Studio album by Hank Williams Jr.
- Released: July 1987
- Genres: Country Rock; Country;
- Length: 32:24
- Label: Warner Bros.
- Producers: Barry Beckett Carl Marsh Jim Ed Norman Hank Williams Jr.

Hank Williams Jr. chronology
| Hank Live (1987) | Born to Boogie (1987) | Wild Streak (1988) |

Singles from Born to Boogie
- "Born to Boogie" Released: June 13, 1987; "Heaven Can't Be Found" Released: October 1987; "Young Country" Released: February 1988;

= Born to Boogie (album) =

Born to Boogie is the fortieth studio album by American musician Hank Williams Jr. It was released by Warner Bros.
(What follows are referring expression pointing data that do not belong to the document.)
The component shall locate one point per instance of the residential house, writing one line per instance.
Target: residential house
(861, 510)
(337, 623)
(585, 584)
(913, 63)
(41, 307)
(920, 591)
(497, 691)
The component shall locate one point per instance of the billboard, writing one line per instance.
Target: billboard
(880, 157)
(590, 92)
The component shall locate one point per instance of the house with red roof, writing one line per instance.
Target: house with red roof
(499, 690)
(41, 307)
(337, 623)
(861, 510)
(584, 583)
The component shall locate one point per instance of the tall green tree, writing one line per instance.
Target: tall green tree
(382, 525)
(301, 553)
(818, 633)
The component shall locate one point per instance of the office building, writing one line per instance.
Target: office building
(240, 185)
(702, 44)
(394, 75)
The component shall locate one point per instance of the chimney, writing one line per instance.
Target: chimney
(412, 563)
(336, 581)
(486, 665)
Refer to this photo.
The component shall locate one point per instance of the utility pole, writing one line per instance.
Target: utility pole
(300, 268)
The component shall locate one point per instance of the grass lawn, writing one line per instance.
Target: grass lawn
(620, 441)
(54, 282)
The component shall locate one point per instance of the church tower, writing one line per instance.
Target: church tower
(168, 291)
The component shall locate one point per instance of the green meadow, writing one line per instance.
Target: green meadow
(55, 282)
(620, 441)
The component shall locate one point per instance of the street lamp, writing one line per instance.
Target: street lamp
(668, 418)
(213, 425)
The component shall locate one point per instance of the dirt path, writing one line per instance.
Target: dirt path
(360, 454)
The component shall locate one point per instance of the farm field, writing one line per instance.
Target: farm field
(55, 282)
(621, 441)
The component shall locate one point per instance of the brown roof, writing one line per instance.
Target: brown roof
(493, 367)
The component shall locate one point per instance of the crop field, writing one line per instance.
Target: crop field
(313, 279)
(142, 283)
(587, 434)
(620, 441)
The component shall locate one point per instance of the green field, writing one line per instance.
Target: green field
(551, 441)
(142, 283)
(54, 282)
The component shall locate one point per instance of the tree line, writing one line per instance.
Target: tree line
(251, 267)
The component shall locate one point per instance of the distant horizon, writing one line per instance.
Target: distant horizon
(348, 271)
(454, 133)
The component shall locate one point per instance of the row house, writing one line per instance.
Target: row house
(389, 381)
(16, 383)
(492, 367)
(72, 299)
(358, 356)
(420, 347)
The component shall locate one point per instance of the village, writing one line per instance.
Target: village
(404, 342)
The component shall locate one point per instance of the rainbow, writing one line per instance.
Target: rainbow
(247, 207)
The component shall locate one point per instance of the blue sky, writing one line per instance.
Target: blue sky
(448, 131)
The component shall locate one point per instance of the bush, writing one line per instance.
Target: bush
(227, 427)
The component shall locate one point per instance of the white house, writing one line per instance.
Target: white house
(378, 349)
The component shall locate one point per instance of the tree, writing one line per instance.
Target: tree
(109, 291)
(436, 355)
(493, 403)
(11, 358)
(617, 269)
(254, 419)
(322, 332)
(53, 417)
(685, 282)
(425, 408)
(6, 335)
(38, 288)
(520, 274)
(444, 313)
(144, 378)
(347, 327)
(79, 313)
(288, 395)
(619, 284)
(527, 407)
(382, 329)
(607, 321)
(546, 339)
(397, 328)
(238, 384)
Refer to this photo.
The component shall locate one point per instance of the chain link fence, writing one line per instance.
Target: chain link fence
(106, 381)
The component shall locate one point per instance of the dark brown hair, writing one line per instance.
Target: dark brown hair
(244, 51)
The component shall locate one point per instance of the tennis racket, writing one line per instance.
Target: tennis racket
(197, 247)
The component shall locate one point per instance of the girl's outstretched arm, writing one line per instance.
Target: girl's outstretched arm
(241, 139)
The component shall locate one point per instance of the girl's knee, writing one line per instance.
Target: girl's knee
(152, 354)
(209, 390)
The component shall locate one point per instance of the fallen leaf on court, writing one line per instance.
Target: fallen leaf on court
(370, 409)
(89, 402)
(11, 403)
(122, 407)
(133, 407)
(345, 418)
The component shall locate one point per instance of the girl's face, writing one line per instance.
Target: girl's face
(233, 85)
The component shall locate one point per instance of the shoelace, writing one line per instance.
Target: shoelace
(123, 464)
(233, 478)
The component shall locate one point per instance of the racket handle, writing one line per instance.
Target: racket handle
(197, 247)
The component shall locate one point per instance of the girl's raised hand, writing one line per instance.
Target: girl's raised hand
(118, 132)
Records in July 1987. The title track, "Heaven Can't Be Found" and "Young Country" were released as singles. The album reached No. 1 on the Top Country Albums chart and has been certified Platinum by the RIAA. Born to Boogie also won the Country Music Association Album of the Year award in 1988 and the title track earned Williams nominations for the ACM Top Male Vocalist, the CMA Male Vocalist of the Year and the Grammy Award for Best Country Vocal Performance, Male.

Professional ratings
Review scores
| Source | Rating |
| Allmusic | Star Half star |

== Track listing ==

| No. | Title | Writer(s) | Length |
|---|---|---|---|
| 1. | "Born to Boogie" | Hank Williams Jr. | 2:45 |
| 2. | "Honky Tonk Women" | Mick Jagger, Keith Richards | 3:04 |
| 3. | "Young Country" (featuring Butch Baker, Steve Earle, Highway 101, Dana McVicker, Marty Stuart, Keith Whitley, T. Graham Brown) | Williams | 3:32 |
| 4. | "Keep Your Hands to Yourself" | Dan Baird | 3:38 |
| 5. | "Buck Naked" | Williams | 3:19 |
| 6. | "Heaven Can't Be Found" | Williams | 3:14 |
| 7. | "Thanks a Lot" | Don Sessions, Eddie Miller | 2:55 |
| 8. | "What It Boils Down To" | Williams | 3:16 |
| 9. | "Shadow Face" | Williams | 4:21 |
| 10. | "Practice What I Preach" | Jim Ed Norman, Williams | 2:41 |

==Personnel==

- Barry Beckett – keyboards
- Richard Bennett – acoustic guitar
- Matt Betton – drums
- Bekka Bramlett – background vocals
- Ben Cauley – trumpet
- John Cowan – background vocals
- Jim Horn – baritone saxophone
- Wayne Jackson – trumpet
- John Barlow Jarvis – keyboards
- Mike Lawler – synthesizer
- "Cowboy" Eddie Long – steel guitar
- Carl Marsh – Fairlight, Fairlight III, programming
- Jerry McKinney – clarinet
- Terry McMillan – harmonica
- Michael Rhodes – bass guitar
- Charles Rose – trombone
- James Stroud – drums
- Harvey Thompson – tenor saxophone
- Wayne Turner – electric guitar
- Billy Joe Walker Jr. – acoustic guitar
- Hank Williams Jr. – lead vocals
- Reggie Young – electric guitar

- Additional vocals on "Young Country"
T. Graham Brown, Butch Baker, Steve Earle, Highway 101, Dana McVicker, Marty Stuart, Keith Whitley

==Charts==

===Weekly charts===

| Chart (1987) | Peak position |
|---|---|
| US Billboard 200 | 28 |
| US Top Country Albums (Billboard) | 1 |

===Year-end charts===

| Chart (1987) | Position |
|---|---|
| US Top Country Albums (Billboard) | 29 |
| Chart (1988) | Position |
| US Top Country Albums (Billboard) | 4 |
| Chart (1989) | Position |
| US Top Country Albums (Billboard) | 67 |

==Certifications==

| Region | Certification | Certified units/sales |
| United States (RIAA) | Platinum | 1,000,000^{^} |
^{^} Shipments figures based on certification alone.